Prosecutor Chad Enright said the distraction option would have been an option for anyone else charged with a similar nonviolent crime.

"I see this particular case has done more damage to the community," Enright said. "But if we look at the law that was violated and how we would normally treat people who are first-time offenders, that's how we usually treat people in those cases."

Prayer candles from the memorial had apparently been thrown by DeSalvo and damaged a minivan parked nearby. The estimate to repair the minivan was $ 2,000. Without the damage to the vehicle, prosecutors would not have been able to charge DeSalvo with a crime.

DeSalvo reportedly mocked Chiefstick's name during the incident, claiming he had used his First Amendment rights.

The destruction of the monument – for the second time – led to further tension between the small, mostly white town and the Indian reservation of Port Madison, home of the Suquamish Tribe.

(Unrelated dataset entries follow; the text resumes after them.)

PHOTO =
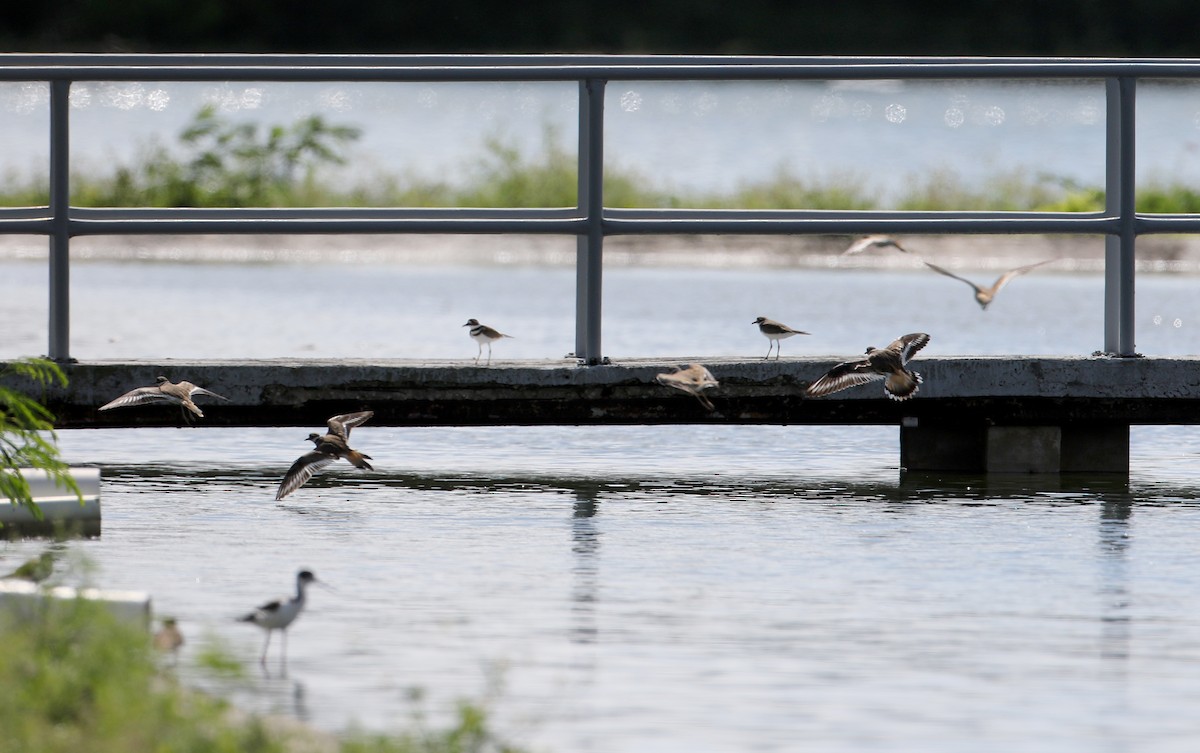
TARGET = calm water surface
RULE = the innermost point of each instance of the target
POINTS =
(651, 588)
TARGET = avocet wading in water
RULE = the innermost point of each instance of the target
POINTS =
(279, 614)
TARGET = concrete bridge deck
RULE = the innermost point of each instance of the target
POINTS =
(972, 413)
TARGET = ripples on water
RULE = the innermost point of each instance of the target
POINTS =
(678, 589)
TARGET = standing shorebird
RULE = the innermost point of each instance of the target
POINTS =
(693, 380)
(774, 331)
(165, 392)
(168, 639)
(484, 335)
(277, 615)
(887, 363)
(985, 295)
(327, 449)
(874, 241)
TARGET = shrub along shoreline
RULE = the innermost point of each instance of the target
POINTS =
(221, 163)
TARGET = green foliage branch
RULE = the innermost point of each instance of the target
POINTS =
(27, 433)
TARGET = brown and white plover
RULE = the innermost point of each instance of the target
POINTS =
(887, 363)
(327, 449)
(484, 335)
(774, 331)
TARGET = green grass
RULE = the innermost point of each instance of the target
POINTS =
(220, 163)
(73, 679)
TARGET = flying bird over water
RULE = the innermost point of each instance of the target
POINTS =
(985, 295)
(774, 331)
(888, 363)
(693, 380)
(165, 392)
(874, 241)
(484, 335)
(277, 615)
(327, 450)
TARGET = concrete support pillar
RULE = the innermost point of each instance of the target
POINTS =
(1014, 449)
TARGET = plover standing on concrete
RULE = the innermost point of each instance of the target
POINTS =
(774, 331)
(484, 335)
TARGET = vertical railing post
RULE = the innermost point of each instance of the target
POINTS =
(60, 234)
(1119, 202)
(589, 246)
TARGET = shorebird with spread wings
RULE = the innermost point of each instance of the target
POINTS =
(987, 295)
(325, 451)
(165, 392)
(693, 380)
(888, 363)
(874, 241)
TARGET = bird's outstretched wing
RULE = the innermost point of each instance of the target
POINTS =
(843, 377)
(301, 471)
(949, 273)
(137, 397)
(1003, 279)
(342, 425)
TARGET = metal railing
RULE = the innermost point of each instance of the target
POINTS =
(589, 221)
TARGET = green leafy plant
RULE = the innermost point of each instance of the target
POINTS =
(76, 678)
(27, 433)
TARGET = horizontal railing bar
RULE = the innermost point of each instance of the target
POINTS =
(141, 221)
(565, 68)
(861, 224)
(325, 227)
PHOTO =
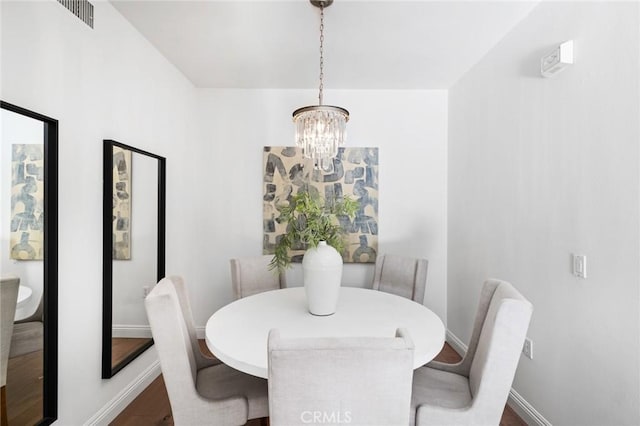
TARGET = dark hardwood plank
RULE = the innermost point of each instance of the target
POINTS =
(152, 406)
(24, 389)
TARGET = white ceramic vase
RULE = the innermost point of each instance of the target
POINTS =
(322, 273)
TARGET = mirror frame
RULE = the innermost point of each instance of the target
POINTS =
(50, 262)
(109, 370)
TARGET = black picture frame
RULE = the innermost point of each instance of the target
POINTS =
(109, 370)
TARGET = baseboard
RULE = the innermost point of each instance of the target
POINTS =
(522, 408)
(125, 397)
(526, 410)
(131, 331)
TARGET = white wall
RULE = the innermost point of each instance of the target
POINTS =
(17, 129)
(409, 127)
(133, 276)
(542, 168)
(105, 83)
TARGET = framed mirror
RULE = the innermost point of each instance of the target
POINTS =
(133, 249)
(29, 238)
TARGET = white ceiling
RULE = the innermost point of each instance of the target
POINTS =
(368, 44)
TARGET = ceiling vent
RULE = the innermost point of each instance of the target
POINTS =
(557, 60)
(81, 8)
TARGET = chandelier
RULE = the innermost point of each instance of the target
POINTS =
(320, 129)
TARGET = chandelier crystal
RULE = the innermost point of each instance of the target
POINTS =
(320, 129)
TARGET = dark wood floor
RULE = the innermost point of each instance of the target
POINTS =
(152, 407)
(24, 389)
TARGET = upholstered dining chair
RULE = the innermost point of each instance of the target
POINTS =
(216, 394)
(403, 276)
(474, 391)
(355, 380)
(251, 275)
(8, 301)
(202, 360)
(28, 333)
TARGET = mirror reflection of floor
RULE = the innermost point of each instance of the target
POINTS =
(24, 389)
(121, 347)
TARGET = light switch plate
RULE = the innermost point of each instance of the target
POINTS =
(580, 265)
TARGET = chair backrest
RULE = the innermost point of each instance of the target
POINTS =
(37, 315)
(499, 345)
(187, 313)
(403, 276)
(8, 301)
(357, 380)
(172, 342)
(251, 275)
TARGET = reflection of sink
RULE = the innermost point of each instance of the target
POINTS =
(22, 310)
(24, 294)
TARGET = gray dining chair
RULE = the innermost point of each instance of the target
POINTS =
(202, 360)
(215, 394)
(474, 391)
(251, 275)
(8, 301)
(403, 276)
(355, 380)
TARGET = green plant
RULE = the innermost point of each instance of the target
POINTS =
(310, 219)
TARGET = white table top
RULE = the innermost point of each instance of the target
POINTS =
(237, 333)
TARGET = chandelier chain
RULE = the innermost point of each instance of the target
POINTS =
(321, 55)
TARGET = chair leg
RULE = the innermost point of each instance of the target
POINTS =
(3, 406)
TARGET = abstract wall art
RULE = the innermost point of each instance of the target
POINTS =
(27, 202)
(354, 172)
(121, 204)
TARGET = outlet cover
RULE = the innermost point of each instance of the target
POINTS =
(527, 348)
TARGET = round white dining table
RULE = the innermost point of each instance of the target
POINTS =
(237, 333)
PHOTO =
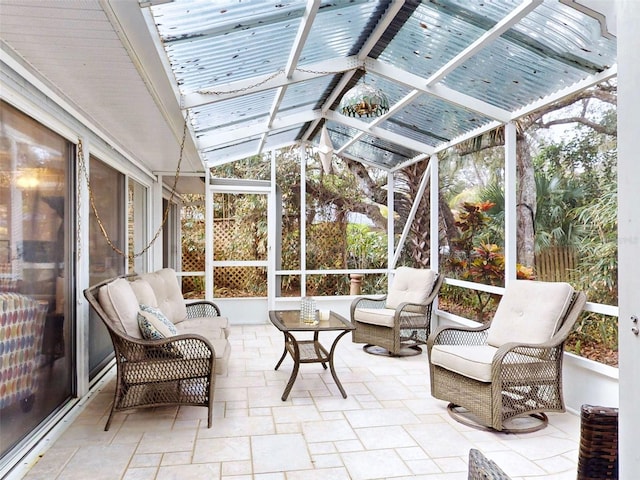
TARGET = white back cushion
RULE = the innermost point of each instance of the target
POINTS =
(411, 285)
(144, 293)
(529, 312)
(121, 306)
(168, 293)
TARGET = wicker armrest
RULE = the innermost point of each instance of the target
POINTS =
(459, 336)
(202, 308)
(150, 351)
(368, 302)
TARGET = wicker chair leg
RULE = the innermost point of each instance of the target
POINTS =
(481, 468)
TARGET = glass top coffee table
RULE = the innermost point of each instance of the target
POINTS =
(308, 351)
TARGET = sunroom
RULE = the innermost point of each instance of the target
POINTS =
(216, 138)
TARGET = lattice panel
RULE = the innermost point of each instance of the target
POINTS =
(326, 249)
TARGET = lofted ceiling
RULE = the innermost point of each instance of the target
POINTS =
(252, 75)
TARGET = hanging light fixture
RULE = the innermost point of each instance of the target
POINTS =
(364, 100)
(325, 150)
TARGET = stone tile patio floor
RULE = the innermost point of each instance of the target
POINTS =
(388, 427)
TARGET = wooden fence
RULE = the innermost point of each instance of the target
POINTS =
(556, 264)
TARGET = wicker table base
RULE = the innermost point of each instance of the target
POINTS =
(407, 351)
(308, 351)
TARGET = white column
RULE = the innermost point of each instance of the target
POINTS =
(391, 188)
(209, 246)
(434, 212)
(510, 219)
(628, 15)
(157, 214)
(82, 271)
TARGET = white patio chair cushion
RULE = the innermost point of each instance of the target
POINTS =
(153, 324)
(168, 293)
(121, 306)
(411, 285)
(472, 361)
(144, 293)
(529, 312)
(383, 317)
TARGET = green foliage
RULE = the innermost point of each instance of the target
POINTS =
(474, 260)
(366, 248)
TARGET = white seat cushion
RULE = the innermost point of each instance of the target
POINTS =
(411, 285)
(120, 304)
(529, 312)
(473, 361)
(375, 316)
(168, 293)
(144, 293)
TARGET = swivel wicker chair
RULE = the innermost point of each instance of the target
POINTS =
(397, 323)
(511, 367)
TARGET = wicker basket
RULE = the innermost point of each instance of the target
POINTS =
(598, 455)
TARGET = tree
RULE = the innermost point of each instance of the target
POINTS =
(588, 107)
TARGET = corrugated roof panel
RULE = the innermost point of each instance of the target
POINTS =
(433, 121)
(369, 148)
(337, 29)
(233, 111)
(339, 134)
(511, 76)
(279, 138)
(372, 149)
(428, 40)
(232, 152)
(209, 43)
(305, 93)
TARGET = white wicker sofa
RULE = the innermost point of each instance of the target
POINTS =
(167, 352)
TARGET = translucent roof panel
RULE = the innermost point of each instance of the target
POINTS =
(279, 138)
(372, 149)
(433, 121)
(551, 48)
(304, 94)
(368, 148)
(210, 43)
(233, 111)
(338, 29)
(232, 152)
(229, 58)
(428, 40)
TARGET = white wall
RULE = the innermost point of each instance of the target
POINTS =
(628, 234)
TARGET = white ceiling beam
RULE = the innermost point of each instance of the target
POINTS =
(292, 62)
(440, 91)
(222, 160)
(380, 133)
(301, 36)
(399, 105)
(381, 27)
(268, 81)
(231, 135)
(468, 136)
(411, 161)
(565, 92)
(485, 39)
(377, 33)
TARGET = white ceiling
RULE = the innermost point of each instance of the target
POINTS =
(81, 48)
(103, 59)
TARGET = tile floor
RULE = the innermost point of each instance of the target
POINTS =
(388, 427)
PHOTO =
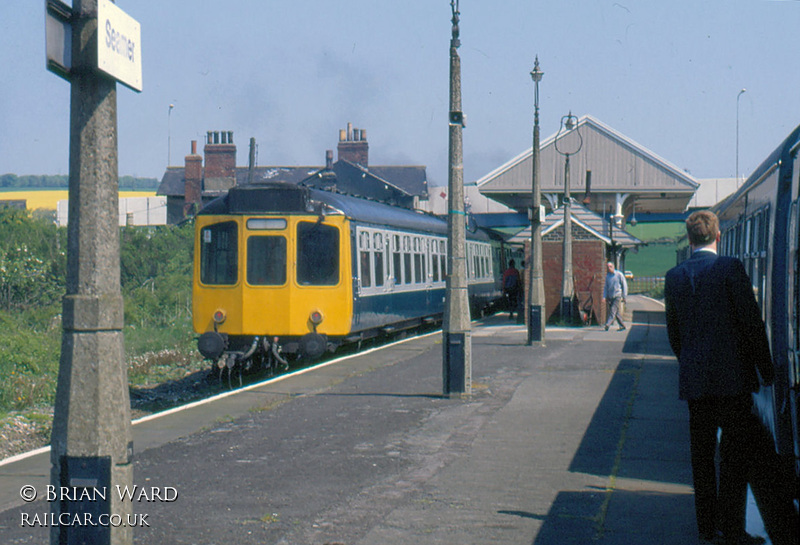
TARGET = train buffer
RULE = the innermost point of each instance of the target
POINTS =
(581, 441)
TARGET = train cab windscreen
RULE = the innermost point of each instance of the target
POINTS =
(266, 260)
(218, 254)
(317, 254)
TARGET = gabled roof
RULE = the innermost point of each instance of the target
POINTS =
(618, 165)
(595, 224)
(405, 180)
(352, 179)
(174, 180)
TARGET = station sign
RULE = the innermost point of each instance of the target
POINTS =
(58, 35)
(119, 45)
(119, 42)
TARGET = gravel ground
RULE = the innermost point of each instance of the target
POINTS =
(25, 431)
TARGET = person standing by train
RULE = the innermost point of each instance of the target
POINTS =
(615, 292)
(715, 330)
(511, 284)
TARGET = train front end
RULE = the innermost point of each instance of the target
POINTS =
(271, 278)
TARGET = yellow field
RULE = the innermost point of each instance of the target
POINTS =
(49, 199)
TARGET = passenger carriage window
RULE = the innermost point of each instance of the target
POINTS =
(266, 260)
(317, 254)
(418, 276)
(408, 278)
(364, 247)
(219, 254)
(397, 260)
(379, 254)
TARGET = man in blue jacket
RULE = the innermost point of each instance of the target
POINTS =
(615, 291)
(715, 329)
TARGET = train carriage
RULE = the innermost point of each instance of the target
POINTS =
(760, 225)
(282, 269)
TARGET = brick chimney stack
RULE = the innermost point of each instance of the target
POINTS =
(193, 181)
(220, 152)
(353, 146)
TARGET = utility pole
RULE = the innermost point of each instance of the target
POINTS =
(91, 442)
(457, 368)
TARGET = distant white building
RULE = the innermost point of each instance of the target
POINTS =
(712, 191)
(133, 211)
(474, 201)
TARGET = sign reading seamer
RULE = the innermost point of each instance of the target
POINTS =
(119, 45)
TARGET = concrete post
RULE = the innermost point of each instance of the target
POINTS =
(536, 331)
(567, 287)
(91, 443)
(457, 368)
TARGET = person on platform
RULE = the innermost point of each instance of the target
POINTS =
(715, 330)
(615, 292)
(511, 284)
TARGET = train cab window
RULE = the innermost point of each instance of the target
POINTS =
(317, 254)
(266, 260)
(219, 254)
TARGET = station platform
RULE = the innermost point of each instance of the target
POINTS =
(580, 441)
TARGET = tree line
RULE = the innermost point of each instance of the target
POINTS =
(61, 181)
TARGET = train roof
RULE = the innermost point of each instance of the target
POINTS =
(789, 143)
(290, 199)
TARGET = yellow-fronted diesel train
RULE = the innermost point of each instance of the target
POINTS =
(285, 271)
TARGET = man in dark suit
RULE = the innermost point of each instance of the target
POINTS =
(715, 329)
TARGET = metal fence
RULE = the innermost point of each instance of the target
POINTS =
(646, 284)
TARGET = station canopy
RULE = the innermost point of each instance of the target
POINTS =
(622, 173)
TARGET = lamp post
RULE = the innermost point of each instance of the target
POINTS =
(568, 124)
(457, 345)
(737, 134)
(535, 268)
(169, 135)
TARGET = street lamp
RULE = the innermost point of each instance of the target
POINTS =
(535, 268)
(737, 134)
(169, 135)
(456, 340)
(569, 123)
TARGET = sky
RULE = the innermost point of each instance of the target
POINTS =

Chiefstick was a member of the Chippewa Cree Tribe of Montana, but had strong ties to the Suquamish Tribe.

After the first incident at the memorial, the Tribal Council published a column in the Kitsap Sun detailing how the incident caused pain to the tribal community and members of Chiefstick, but matched the pattern of racism in and outside Poulsbo.

"These events are tragic, but far from unique," wrote the council members. "Members of our tribe, from school ages to notable elders, report incidents of hostility and discrimination while shopping, attending school, or when stopped by police in Poulsbo and other parts of northern Kitsap County."

According to court records, DeSalvo is required to do 100 hours of community service, receive treatment, pay for the damage to the van, and reimburse the city for $ 90 for cleanup costs.

In addition, DeSalvo must participate in a circle of restorative justice with the Suquamish Tribe if the tribe wishes to exercise this option. Enright said the requirement was included in the diversion agreement to acknowledge the damage done to the Chiefstick community, but the tribe was not required to participate.

A tribe spokeswoman said Wednesday the tribe is reviewing the agreement.

The owner of the minivan wrote in a letter on the court record that her three children were afraid to return to the family van and find it damaged. The woman wrote that after parking, her daughters found out about the monument, and the girls heard that the man's loved ones were visiting to feel close to him.

"My children keep asking me whether Mr. DeSalvo will have any consequences for what he has done. I tell them," Of course he will, "the woman wrote." Shame on him for disregarding a monument and property others not taken into account. "

Kitsap Sun reporter Nathan Pilling contributed to this report.